Single Points of Failure
The Validator.Network service does not have any troubling single points of failure other than the security of their data center and health of AWS as a cloud provider. Sporadic tests should be run to test how quickly the team can manually failover their validator node to the hot standby and keep an accurate measure of their predicted downtime.
In the case of an AWS outage, the team has stated that their fallback plan would be to expose their private servers to the public internet. However, in this scenario with no autoscaling in place outside of AWS, this does expose the service to DoS attack.
The validator nodes in the data centers use an HSM, YubiHSM2, to sign data. Custom code cannot be run on the HSM, eliminating hardware double signature protection. Their HSM is coupled with Tendermint’s KMS set up on a separate server that offers software based double signature protection.
The HSM is only accessible to the same individuals who can access the server rack in the data center.
As outlined earlier, the data center is secured from unauthorized entry. The validator nodes are also not exposed to the internet and are layered behind sentry nodes. Even if an individual was to find the address of the validator node, firewalls exist to prevent access.
When asked, the team provided some areas of improvements for their validator service.
- Implementation of a multi-cloud architecture to mitigate the single point of failure and cloud provider redundancy.

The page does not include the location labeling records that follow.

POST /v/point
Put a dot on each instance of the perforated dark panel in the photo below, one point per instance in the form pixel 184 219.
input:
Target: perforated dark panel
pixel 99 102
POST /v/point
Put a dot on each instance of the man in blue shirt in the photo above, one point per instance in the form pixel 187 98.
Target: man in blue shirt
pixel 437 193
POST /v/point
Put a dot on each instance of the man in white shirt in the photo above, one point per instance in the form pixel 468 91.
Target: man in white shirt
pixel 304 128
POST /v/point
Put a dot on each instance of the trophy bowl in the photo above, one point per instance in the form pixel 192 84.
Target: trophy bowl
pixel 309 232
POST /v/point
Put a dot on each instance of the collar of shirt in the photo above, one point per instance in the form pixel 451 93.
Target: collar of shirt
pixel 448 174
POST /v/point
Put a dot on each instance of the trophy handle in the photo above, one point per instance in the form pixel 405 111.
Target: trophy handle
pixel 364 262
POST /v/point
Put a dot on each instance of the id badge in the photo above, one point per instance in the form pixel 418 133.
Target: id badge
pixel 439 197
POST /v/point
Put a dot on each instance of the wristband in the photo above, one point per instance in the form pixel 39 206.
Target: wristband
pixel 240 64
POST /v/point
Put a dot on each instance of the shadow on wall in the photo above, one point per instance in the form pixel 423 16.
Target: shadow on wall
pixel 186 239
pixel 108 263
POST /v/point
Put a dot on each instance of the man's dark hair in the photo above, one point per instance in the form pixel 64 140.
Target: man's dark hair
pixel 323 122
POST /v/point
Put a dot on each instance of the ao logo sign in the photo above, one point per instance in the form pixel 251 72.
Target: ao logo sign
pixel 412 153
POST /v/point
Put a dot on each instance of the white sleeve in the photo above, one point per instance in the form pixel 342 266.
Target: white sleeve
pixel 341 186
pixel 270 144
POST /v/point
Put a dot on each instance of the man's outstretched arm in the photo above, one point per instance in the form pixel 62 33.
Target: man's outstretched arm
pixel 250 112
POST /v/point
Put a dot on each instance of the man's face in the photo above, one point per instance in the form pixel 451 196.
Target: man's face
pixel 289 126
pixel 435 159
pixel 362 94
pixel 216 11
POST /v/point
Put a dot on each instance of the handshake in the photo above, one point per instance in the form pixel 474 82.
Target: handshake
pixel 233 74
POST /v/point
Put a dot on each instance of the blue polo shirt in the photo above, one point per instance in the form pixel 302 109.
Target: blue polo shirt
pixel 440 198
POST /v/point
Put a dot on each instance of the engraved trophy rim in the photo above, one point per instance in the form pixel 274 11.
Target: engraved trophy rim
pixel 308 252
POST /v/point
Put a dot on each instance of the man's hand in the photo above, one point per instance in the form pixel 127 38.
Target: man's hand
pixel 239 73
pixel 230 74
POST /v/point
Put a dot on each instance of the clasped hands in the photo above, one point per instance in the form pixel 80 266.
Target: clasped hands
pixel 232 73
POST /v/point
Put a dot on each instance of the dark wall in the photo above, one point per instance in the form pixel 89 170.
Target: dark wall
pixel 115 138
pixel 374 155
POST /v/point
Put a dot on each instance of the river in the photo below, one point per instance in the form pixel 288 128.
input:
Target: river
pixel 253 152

- Automated failover with their co-located validator nodes. The team notes the risk and difficulty of a safe implementation given the comparative consequences for double signed block versus temporary downtime. For example, with the current rules in the Cosmos network, a validator would have to miss 95% of blocks in a ~14 hour time period to receive a 0.01% penalty. This is more than sufficient time to conduct a manual failover if a validator node experiences downtime. Comparatively, there is a 5% penalty for double signing a block which can mistakenly occur due to a bug in an automated failover mechanism.